If hyperthyroidism goes untreated, atrial fibrillation can occur increasing the risk of stroke. It can also increase the risk of osteoporosis and heart failure. If the cause of the hyperthyroidism is Graves’ Disease, lack of treatment can ultimately lead to death.

Available Treatment

Available treatment for hyperthyroidism includes:

  • Medication
  • Radioactive iodine is the most common treatment in the United States. This treatment gradually shrinks the thyroid, and then destroys thyroid tissue.  This treatment is permanent and can take as little as one dosage to eliminate hyperthyroidism. One possible side effect of this treatment is hypothyroidism.
  • Surgical intervention includes the removal or all or part of the thyroid.
  • Beta blockers will minimize the symptoms of hyperthyroidism but do not treat the actual condition. The patient will feel the effects of beta blockers in three to four weeks; however, the drugs need to be tapered off and not stopped all at once.

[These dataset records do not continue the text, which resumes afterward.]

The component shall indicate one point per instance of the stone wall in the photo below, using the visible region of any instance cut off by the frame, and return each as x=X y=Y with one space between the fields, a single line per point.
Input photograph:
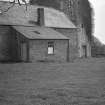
x=73 y=43
x=39 y=50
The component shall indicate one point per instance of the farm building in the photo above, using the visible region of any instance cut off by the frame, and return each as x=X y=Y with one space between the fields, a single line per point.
x=25 y=36
x=40 y=34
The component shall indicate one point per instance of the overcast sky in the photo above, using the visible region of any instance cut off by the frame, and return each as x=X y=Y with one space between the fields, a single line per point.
x=99 y=9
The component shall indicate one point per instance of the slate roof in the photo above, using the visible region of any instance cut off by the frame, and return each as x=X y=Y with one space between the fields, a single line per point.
x=17 y=15
x=39 y=32
x=55 y=18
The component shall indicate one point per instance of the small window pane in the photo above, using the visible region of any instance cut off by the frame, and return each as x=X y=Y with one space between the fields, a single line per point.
x=50 y=47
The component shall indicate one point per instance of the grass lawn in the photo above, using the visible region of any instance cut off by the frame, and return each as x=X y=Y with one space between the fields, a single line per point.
x=78 y=83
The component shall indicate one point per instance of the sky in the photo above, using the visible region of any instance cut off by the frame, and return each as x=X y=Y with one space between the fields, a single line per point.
x=99 y=19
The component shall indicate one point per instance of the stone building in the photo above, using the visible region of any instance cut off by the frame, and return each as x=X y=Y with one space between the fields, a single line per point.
x=72 y=9
x=32 y=35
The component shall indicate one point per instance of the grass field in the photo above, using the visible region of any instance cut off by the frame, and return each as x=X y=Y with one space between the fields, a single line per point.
x=78 y=83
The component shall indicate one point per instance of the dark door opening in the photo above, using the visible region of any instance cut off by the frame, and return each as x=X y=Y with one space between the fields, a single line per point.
x=84 y=51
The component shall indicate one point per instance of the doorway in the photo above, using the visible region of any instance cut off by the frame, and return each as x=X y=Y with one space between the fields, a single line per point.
x=84 y=51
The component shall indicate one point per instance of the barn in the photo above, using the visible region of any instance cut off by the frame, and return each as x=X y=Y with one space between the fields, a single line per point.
x=27 y=36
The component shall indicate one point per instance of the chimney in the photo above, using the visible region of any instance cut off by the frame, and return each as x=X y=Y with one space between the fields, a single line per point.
x=40 y=16
x=61 y=5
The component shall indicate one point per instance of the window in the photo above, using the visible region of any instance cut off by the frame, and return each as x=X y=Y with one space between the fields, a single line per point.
x=50 y=48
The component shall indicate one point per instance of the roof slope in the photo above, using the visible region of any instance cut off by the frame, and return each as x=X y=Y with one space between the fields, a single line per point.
x=55 y=18
x=39 y=32
x=17 y=15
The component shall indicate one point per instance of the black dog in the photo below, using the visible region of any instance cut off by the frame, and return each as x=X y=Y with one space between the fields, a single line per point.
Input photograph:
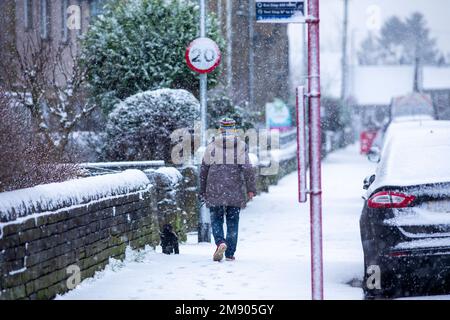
x=169 y=240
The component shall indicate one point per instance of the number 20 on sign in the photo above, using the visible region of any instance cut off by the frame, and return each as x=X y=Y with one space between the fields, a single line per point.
x=203 y=55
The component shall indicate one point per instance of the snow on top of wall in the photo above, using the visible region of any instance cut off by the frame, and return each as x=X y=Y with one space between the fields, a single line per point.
x=53 y=196
x=424 y=243
x=172 y=173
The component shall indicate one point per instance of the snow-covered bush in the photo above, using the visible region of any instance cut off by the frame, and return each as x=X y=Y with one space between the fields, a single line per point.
x=139 y=128
x=139 y=45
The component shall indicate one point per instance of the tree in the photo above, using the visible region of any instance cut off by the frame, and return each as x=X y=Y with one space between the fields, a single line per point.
x=50 y=83
x=139 y=128
x=25 y=160
x=139 y=45
x=400 y=42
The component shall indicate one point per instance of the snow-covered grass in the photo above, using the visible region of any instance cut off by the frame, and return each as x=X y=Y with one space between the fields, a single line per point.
x=54 y=196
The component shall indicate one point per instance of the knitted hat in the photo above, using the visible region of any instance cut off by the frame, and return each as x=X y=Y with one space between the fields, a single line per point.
x=227 y=123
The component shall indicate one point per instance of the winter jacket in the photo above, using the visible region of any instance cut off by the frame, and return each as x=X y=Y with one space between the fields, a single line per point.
x=226 y=172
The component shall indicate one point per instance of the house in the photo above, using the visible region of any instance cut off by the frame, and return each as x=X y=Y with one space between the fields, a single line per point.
x=373 y=87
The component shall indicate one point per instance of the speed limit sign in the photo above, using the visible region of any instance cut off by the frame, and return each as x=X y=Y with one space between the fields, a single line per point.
x=203 y=55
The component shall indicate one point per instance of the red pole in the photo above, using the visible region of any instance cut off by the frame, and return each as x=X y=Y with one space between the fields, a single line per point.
x=315 y=150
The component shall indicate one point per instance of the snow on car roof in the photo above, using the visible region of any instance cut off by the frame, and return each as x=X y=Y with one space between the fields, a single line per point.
x=416 y=152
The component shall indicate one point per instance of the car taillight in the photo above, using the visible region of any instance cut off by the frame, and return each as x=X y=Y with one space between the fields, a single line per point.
x=389 y=199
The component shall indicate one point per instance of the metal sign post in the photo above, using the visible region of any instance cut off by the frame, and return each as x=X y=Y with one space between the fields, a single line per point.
x=283 y=11
x=203 y=56
x=204 y=228
x=315 y=150
x=301 y=144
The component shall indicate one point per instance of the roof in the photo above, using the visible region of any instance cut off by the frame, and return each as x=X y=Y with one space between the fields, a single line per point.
x=377 y=85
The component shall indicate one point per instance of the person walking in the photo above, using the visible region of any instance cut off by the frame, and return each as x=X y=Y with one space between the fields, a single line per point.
x=226 y=174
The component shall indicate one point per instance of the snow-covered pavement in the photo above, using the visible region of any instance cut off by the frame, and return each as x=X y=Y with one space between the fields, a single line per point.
x=273 y=254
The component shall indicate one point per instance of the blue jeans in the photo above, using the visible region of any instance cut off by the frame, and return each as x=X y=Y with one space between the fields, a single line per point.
x=232 y=218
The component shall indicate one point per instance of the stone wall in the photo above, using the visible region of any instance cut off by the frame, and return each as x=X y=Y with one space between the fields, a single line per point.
x=35 y=254
x=38 y=252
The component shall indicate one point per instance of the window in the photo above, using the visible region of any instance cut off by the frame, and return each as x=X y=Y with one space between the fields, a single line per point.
x=28 y=14
x=96 y=7
x=64 y=17
x=45 y=18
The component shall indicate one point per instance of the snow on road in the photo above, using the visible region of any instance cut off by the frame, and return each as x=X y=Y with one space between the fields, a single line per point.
x=273 y=254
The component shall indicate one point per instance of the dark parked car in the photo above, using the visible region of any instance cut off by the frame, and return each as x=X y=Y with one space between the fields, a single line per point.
x=405 y=221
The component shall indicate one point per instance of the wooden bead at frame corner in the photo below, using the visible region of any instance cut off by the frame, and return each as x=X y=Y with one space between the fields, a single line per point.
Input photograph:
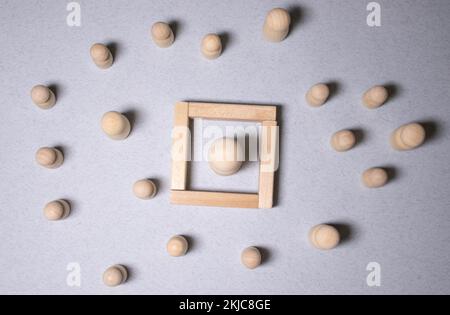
x=211 y=46
x=101 y=56
x=49 y=157
x=225 y=156
x=317 y=95
x=408 y=137
x=375 y=96
x=251 y=257
x=43 y=96
x=276 y=25
x=116 y=125
x=57 y=210
x=375 y=177
x=343 y=140
x=162 y=34
x=144 y=189
x=115 y=275
x=177 y=246
x=324 y=236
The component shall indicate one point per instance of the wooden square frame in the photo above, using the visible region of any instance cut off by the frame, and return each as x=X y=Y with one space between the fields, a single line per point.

The use of antithyroid drugs is effective in the treatment of hyperthyroidism. Their side effects are minimal with the most common one being development of a rash. Radioactive iodine is the most common treatment as it does not require hospitalization. It is also the common method of diagnosing hyperthyroidism when used in very small doses followed by an uptake scan. As a treatment, it is known to destroy all or part of the thyroid. It is the drug of choice especially when thyrotoxicosis becomes cancerous.

Surgery to remove all or part of the thyroid is the most complete treatment. Drawbacks to thyroid surgery are any potential complications during anesthesia and the possibility of heavy bleeding and damage to the laryngeal nerves that attach to the vocal cords. There is also a risk that parathyroid glands will be compromised affecting the body’s production of calcium. Surgery is preferred if there are nodules, goiters, or cancer present.